Comments on: Why you can’t rely on a replica for disaster recovery

By: crownedgrouse

crownedgrouse — Thu, 07 Oct 2010 14:53:04 +0000

Hi,
A replication is not a backup. It is aimed to provide High availability (HA) , not disaster recovery (DR).

To be safe (the minimum !) :
1) use good harware. Mainly by doubling all devices (power, etc …).
2) use RAIDx disks on a SAN (be careful on the ‘write back’ or ‘write through’ parameter !)
3) use ZFS if possible, or at least a journalized FS.
4) use ACID compliant database (postgresql …), use internal replication feature if possible, for HA and DR (see 6)
5) snapshots can be usefull sometimes, but rarely for databases because data can be inconsistent.
Don’t snapshot database directories, except if you can tell the database that you are backuping or snapshoting the data. (Postgresql allow it : SELECT pg_start_backup(‘label’); )
ZFS allow powerfull snapshots that can be sent to another remote node…
6) do regular database dumps in a (compressed) file for snapshots and backups.
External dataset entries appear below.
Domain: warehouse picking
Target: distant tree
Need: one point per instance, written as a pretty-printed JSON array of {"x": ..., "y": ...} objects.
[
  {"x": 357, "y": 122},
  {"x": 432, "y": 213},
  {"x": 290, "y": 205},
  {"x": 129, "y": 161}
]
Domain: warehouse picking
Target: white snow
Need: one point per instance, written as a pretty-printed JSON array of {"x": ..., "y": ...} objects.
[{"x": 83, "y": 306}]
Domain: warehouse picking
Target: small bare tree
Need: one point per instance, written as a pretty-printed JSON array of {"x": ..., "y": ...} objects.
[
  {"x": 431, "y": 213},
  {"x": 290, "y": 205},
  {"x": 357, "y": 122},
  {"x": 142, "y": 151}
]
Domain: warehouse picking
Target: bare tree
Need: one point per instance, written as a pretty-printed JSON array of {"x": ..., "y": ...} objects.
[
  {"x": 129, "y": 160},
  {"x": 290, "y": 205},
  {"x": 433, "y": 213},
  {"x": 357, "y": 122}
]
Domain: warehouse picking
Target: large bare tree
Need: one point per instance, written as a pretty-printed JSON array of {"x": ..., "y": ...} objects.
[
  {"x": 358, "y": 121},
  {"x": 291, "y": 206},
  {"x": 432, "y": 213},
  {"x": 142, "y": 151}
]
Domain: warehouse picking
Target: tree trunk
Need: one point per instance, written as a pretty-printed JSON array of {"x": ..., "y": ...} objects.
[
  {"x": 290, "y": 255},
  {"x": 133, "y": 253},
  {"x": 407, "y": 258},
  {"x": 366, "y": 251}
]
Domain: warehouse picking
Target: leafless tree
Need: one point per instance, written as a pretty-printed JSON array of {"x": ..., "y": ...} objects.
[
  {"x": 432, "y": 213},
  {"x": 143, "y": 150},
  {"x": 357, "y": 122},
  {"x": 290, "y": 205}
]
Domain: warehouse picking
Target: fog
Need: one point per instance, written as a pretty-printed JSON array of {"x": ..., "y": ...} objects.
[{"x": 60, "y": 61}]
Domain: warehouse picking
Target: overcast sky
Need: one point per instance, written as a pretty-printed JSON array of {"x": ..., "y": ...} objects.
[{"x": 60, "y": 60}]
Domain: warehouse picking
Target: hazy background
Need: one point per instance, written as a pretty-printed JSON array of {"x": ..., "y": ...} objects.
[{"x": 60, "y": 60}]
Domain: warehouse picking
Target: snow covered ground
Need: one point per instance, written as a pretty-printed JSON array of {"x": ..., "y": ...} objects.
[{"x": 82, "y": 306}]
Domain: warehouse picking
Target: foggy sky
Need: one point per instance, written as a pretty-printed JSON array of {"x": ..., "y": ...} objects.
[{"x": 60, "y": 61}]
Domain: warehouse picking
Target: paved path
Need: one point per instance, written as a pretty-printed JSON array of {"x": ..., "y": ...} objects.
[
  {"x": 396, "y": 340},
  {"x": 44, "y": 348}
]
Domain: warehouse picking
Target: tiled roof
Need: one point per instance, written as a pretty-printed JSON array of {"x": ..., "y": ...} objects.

That can be done on a replicated slave database for performance.
7) do complete and incremental backups on tapes, disks and optical disks. Protect it in fireproof vault.
8) use system versioning for system configuration (/etc/, …) and protect it (tripwire …)
9) duplicate the whole in two datacenters in two different cities, at least, or two continents if possible.
cross the backups : Datacenter A is backuped on datacenter B and the contrary.
10) test data recovery and your disaster recovery plan (imply you wrote it :>) …)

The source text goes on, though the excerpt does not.